Konzentrische Kreise

Das Zentrum des Hauses bildet ein kreisrunder Innenhof, der sich halbseitig zum Grundstück öffnet und in seiner Mitte die besagte Tanne aufnimmt. Wie von einem Tropfen, der ins Wasser fällt, ziehen sich von dieser ausgehend konzentrische Kreise, die in den Treppenstufen des Terrasse sowie der Form des Hauses selbst ihren Widerklang finden. Zusammengefügt aus zwei ovalen Betonröhren, die über unterschiedlich große Querschnitte verfügen, schmiegen sich diese um den Hof herum und nehmen dessen kreisrunde Form in ihren Öffnungen zum Hof mit auf. Die Betonschalen erreichen an der Decke eine Breite von jeweils 35 Zentimetern und an den beiden Seiten von jeweils 75 Zentimetern, sodass bei dieser selbsttragende Struktur auf weitere Stützen oder störende Wände verzichtet werden konnte.

Gelandetes Raumschiff

Der Raumeindruck im Inneren gleicht unterdessen mehr dem eines gelandeten Raumschiffs. Durch zwei große kreisrunde Oberlichter, die unweigerlich an Bullaugen erinnern, fällt Tageslicht bis tief in das Haus hinein. Und der von der Decke herab hängende, metallene Kamin, um den sich in kreisrunden Bahnen eine großzügige Sitzgruppe schmiegt, wirkt wie das Periskop auf einer U-Boot-Komando-Brücke. Der Verzicht auf Zwischenwände macht den Innenraum als Ganzes erlebbar und lässt die Natur durch die vollständige Verglasung der Seitenwände sowie der Öffnung zum Hof zu einem integralen Bestandteil der Wohnräume werden.

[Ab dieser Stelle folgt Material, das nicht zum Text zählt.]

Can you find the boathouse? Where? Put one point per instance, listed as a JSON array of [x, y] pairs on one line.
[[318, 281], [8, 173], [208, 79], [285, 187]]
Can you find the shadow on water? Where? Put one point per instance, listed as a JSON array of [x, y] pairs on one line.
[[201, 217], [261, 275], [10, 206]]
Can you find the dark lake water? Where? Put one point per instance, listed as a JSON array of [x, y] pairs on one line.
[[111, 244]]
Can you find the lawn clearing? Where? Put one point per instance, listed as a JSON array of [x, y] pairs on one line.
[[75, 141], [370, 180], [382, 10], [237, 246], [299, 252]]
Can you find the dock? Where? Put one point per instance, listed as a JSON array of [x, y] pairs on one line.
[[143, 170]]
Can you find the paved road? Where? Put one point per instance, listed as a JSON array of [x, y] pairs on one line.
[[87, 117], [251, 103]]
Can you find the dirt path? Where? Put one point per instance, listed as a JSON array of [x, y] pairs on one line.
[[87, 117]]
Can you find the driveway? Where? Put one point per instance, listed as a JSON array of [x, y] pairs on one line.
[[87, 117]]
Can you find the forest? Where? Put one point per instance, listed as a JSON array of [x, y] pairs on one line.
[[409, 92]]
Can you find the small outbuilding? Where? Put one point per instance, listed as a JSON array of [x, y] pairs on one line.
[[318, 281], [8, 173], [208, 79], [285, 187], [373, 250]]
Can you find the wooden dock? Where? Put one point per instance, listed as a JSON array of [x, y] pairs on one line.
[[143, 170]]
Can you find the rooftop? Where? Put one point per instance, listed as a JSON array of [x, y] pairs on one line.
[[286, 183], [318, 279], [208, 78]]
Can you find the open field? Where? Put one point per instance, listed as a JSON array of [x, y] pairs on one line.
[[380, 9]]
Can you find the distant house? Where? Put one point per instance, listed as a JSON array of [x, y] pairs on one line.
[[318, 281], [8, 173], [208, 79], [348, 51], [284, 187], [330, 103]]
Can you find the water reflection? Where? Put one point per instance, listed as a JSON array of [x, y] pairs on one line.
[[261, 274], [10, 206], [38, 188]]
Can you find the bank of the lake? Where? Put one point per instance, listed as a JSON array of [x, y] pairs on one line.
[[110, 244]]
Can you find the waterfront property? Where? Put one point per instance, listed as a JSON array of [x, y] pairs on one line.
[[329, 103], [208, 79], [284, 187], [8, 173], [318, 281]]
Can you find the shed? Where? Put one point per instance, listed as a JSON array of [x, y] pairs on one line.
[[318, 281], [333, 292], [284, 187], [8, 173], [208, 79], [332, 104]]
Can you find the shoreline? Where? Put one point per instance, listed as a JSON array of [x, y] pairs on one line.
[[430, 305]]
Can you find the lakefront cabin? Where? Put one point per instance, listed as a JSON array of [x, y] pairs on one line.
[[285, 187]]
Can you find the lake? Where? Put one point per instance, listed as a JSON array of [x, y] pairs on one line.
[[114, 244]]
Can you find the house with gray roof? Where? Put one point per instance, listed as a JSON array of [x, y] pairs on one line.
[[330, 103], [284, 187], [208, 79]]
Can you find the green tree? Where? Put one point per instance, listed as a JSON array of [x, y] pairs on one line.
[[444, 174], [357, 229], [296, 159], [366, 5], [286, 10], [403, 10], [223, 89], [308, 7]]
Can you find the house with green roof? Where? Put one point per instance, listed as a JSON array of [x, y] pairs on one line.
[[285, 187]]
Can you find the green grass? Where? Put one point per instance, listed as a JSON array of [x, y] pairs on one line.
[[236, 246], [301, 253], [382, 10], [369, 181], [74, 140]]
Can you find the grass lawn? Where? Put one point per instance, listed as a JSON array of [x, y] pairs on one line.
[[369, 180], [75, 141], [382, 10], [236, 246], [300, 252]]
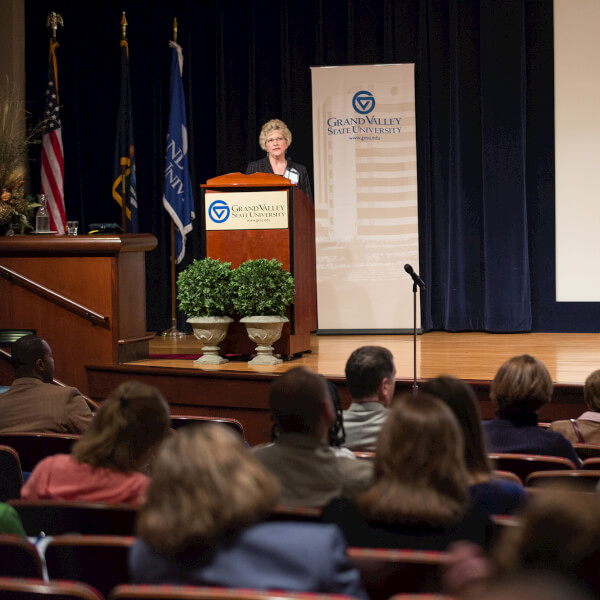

Verbindung von Architektur und Interieur

Die markante Krümmung der Wände haben die Architekten dabei beschickt zu nutzen gewusst und als „natürliche Stütze“ für Sitzbänke, Sofas oder Ablagen eingesetzt. Auch für die Beleuchtung nehmen die Wände eine entscheidende Rolle ein, dienen sie doch zugleich als ungewöhnliche „Lampenschirme“, in die indirektes Licht aus den Rückseiten der Sitzbänke gelenkt wird. Eine weitere indirekte Beleuchtung, die an den Unterseiten der Sitze hervortritt, unterstreicht die von Kurven bestimmte Linienführung des Interieurs.

Mystische Grotte

Bildet die Sitzgruppe gegenüber dem Innenhof die Visitenkarte des Gebäudes, ist der Übergang zur Küche fließend. Auch sie wird bis auf einen schmalen hölzernen Oberschrank nicht von störenden Einbauten oder überproportionierten Kühlschränken in ihrer Raumwirkung beeinträchtigt und bietet von einem ovalen weißen Esstisch einen direkten Blick in den Wald. Sind Wohnzimmer und Essbereich in der kleineren der beiden Betonschalen untergebracht, befinden sich das Schlafzimmer für die Eltern im Untergeschoss sowie die drei separaten Schlafzimmer für die Kinder im Obergeschoss des größeren Baukörpers und sind ebenfalls zum Garten ausgerichtet.

Halfpipe im Wald

Räumlicher Höhepunkt ist jedoch nicht zuletzt das Gemeinschaftsbad, das sich im Untergeschoss direkt an das Schlafzimmer der Eltern anschließt. Auch bei diesem wurde die Krümmung der Wand mit einbezogen, sodass ein fließender Übergang zum organisch geschwungenen Whirlpool entsteht. Die Anrichte mitsamt einer freistehenden Waschbeckenschale und einem großzügigen beleuchteten Spiegel „wachsen“ scheinbar aus der Wand heraus. Ein Lichtstreifen über dem Whirlpool, der verschiedene Farbstimmungen erzeugen kann, verleiht dem Badezimmer endgültig den Anschein einer mystisch beleuchteten Grotte. Wird diese wohl eher den Eltern als Rückzugsort dienen, wartet auf die Kinder unterdessen eine ebenfalls von den Architekten geplante Halfpipe im Garten. Als würde sich an dieser Stelle die ovale Hülle des Hauses weiter fortsetzen, können die Kinder auf ihr zugleich mit ihren Skateboards ihre Runden drehen – ganz ungestört im Wald.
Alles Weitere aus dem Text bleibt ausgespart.